|Never forget that this face got away with pre-emptive murder.|
*Everett Golson is GONE! – Let’s be honest here, the kid is a really good athlete who kind of sucks throwing passes that aren’t in the general vicinity of the departed Tyler Eifert. He can make plays and is probably way better than the lesser known Braxton Miller, but Golson isn’t all that great. If he was then the Red-Faced Troll wouldn’t have sat him last year on some key fourth quarter drives.
*Everett Golson is coming back though! – Damn. I wanted something more juicy here than “probably got caught cheating on exams” or, as we all know it better as, “Florida State during the Bobby Bowden Era”. I give him some props for not being a pussy and going to McNeese State though. Most stupid football players would have taken the easy way out and transferred somewhere that allows others to take your tests (again, like Florida State) for you. He wants to be a Domer. He wants to be one of the ten black guys on that campus. That’s kind of respectable. Take your punishment like a man.

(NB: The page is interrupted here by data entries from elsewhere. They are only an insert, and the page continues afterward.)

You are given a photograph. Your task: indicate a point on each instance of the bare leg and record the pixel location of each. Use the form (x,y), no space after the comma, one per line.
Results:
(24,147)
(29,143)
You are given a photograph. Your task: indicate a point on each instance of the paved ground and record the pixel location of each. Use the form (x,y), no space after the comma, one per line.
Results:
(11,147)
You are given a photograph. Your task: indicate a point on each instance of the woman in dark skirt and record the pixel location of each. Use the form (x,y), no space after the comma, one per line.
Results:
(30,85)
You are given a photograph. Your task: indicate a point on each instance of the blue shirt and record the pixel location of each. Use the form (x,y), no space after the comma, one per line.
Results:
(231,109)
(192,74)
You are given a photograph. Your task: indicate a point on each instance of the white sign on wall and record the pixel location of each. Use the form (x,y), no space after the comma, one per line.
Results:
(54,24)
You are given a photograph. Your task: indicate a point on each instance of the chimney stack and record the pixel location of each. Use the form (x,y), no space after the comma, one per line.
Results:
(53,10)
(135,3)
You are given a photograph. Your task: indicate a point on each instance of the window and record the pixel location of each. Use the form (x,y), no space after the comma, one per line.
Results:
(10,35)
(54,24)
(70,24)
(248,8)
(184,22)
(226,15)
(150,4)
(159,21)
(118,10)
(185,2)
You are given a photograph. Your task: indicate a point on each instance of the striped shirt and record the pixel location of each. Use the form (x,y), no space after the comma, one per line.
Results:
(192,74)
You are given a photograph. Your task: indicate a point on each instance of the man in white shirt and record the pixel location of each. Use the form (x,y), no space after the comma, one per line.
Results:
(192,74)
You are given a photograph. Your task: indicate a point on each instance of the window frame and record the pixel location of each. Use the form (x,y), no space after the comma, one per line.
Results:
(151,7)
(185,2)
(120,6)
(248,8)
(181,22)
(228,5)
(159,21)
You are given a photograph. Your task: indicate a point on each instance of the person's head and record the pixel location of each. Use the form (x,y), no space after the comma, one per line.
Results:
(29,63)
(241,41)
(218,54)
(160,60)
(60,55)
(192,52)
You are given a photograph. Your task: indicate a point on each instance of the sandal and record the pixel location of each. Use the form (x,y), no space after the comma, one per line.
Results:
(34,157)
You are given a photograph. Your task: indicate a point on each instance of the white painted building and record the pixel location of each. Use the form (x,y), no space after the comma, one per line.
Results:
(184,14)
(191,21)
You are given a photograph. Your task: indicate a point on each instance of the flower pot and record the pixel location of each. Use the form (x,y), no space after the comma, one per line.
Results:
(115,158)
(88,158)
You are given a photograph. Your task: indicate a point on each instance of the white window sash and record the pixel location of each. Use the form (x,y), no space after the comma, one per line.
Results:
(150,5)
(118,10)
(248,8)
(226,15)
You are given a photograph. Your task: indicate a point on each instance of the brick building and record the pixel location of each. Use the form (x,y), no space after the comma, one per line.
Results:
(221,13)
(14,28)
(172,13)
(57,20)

*LOL Gunnar Kiel rumors! – This shithead is already on his 20th school in less than a year now that he has re-surfaced in Cincinnati under Scumbag Tuberville. Apparently, he could transfer BACK to South Bend without having to sit out a year if he wanted. He doesn’t want to. That’s good, too, as I want to throw all of my feces at Kiel when he comes to Yager Stadium this fall.
*Brian Kelly is fucked! – And I couldn’t be happier. They are really going to capitalize on that miracle season last year by going 7-5! I can’t wait to watch Tommy Rees play QB drunk every week. Or maybe they give the rock to true freshman (from Alter) Malik Zaire! That would be a disaster. This pussy couldn’t even beat Nap last year. Granted, the game got canceled due to lightning before he even got the ball once but he’s still a bitch.
*It could have been worse for Golson! – Sure, cheating is bad and all that but look at what happened to some of his peers. Te’o got catfished to Hell and back and now has to listen to Marmalard Rivers quote scripture every day while he waits for his passes to float down from the heavens. He could have been pushed off of a video lift by a vengeful wind. He could have been violently raped and had it covered up. In the end, he gets a year off from football where his job will probably be waiting for him and a chance to get his shit together. Like I said, it could have been worse.
Thus ends the brief period in which Notre Dame football was relevant. They are now without a capable starting QB, defensive leadership, their stud TE, and both Golic boys are gone from the program (one to graduation; the other also transferred to UC…better save some of that feces for Mike—he’ll probably think that it’s POT ROAST!). While we can all anxiously await their shitty and excuse filled season, we also can sit back, relax, and enjoy the weekly temper tantrums thrown by The Murderous Brian Kelly. It’s great to have things back where they belong.